One competitor responded swiftly. Eight days later, on May 31, Medtronic Inc. disclosed that it would purchase MiniMed, Inc. and Medical Research Group, Inc. for a total of $3.7 billion.

MiniMed sells an insulin pump and glucose monitor. Both are worn on a patient’s belt and are used to treat Type I diabetes. Medical Research Group is developing an implantable insulin pump and an implantable glucose monitor. Its goal is to mimic the pancreas.

These major acquisitions reflect the increased potential of new technologies for glucose monitoring. With the incidence of diabetes growing steadily, it is a lucrative market. Expect to see further competitive moves among the companies offering diabetes testing products.


BETWEEN 1995 and 2000, 23 hospitals in California closed their doors, an average of one every three months. Predictions are for more hospital closings later this year.

The closings represented only 3.3% of the total licensed beds in California. As one would expect, 11 of the closed hospitals had less than 100 beds and only five had more than 200 beds. The largest hospital that closed was 278-bed Long Beach Community Medical Center.

These numbers come from a recently-released study by the Nicholas C. Petris Center at the University of California at Berkeley. However, there was no consensus on whether these closings were good or bad for the California health system.

Clients and regular readers of THE DARK REPORT know that hospital utilization rates in California are probably the lowest in the nation. The study’s authors concluded that most closures related to poor finances, the cost of seismic retrofitting, and the continuing shift of inpatient procedures to outpatient settings.

Officials at the Healthcare Association of Southern California (HASC) showed concern about the hospital closings. HASC believes that inpatient capacity will be reduced by 26% during the next decade. “We can’t afford to lose any more infrastructure,” observed Jim Lott, HASC’s Executive Vice President. Lott noted that hospitals in Los Angeles typically run at more than 75% capacity.

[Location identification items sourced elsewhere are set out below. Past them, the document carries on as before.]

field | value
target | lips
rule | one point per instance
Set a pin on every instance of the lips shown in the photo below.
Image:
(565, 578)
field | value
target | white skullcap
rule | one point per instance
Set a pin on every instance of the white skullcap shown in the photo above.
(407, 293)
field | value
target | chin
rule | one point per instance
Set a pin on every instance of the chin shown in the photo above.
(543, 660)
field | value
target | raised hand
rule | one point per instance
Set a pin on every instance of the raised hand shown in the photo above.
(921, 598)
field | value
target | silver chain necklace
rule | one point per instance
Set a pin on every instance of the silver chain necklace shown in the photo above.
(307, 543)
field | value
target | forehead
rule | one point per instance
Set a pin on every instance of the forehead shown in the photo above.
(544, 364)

Authors of the study believe that continuing poor finances will account for many of the impending hospital failures, but seismic retrofits will con- tribute. Estimates are that California’s remaining 475 acute care hospitals will need to spend as much as $24 billion to meet new state earthquake standards.

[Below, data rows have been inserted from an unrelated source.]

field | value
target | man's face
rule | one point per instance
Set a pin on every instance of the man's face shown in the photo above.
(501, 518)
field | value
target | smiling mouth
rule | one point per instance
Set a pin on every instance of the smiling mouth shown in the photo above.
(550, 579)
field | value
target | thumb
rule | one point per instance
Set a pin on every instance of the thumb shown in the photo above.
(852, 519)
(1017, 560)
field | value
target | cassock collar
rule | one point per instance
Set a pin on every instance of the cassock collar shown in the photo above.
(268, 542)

ONE BELLWETHER COMPANY to watch in the field of genomic and proteomic testing is Myriad Genetics Inc., of Salt Lake City, Utah.

Myriad Genetics just announced that it has located a gene linked to high cholesterol levels and early-onset heart disease. It calls the gene CHD2, for coronary heart disease. However, it disclosed little data to support this claim.

One of the interesting business lines at Myriad Genetics is its BRCA1 test, used as a genetic screening test for breast cancer. Gregory Critchfield, M.D., president of Myriad Diagnostics, told lab executives at the Executive War College’s Lab CEO SUMMIT that Myriad has performed more than 10,000 genetic breast cancer screens.

Candidates for the test first undergo assessment for family factors and other factors which would indicate they are likely to be at high risk for the disease. If they meet this criteria, they are given the option to take the test.

Cost of the test is about $2,800. However, sensitivity and specificity levels of the test are at a high enough level that health insurers have not balked at reimbursing for this test, so long as the woman fits the profile of a high-risk individual.

Initial studies by payers indicate that the cost of genetic screening is at least offset by the reduced costs that result when early detection in those woman at highest risk for breast cancer allows effective medical intervention. Myriad Diagnostics says that any woman with the known genetic mutations has a 95% chance of having ovarian or breast cancer during her lifetime.

Myriad’s experience with genetic breast screening reveals two important insights. First, consumers are willing to undergo a genetic screen—if they believe it is accurate and can help them achieve early detection of their potential disease. Second, health insurers are willing to pay for expensive genetic screening tests, if the downstream cost of care and improved outcomes support such testing.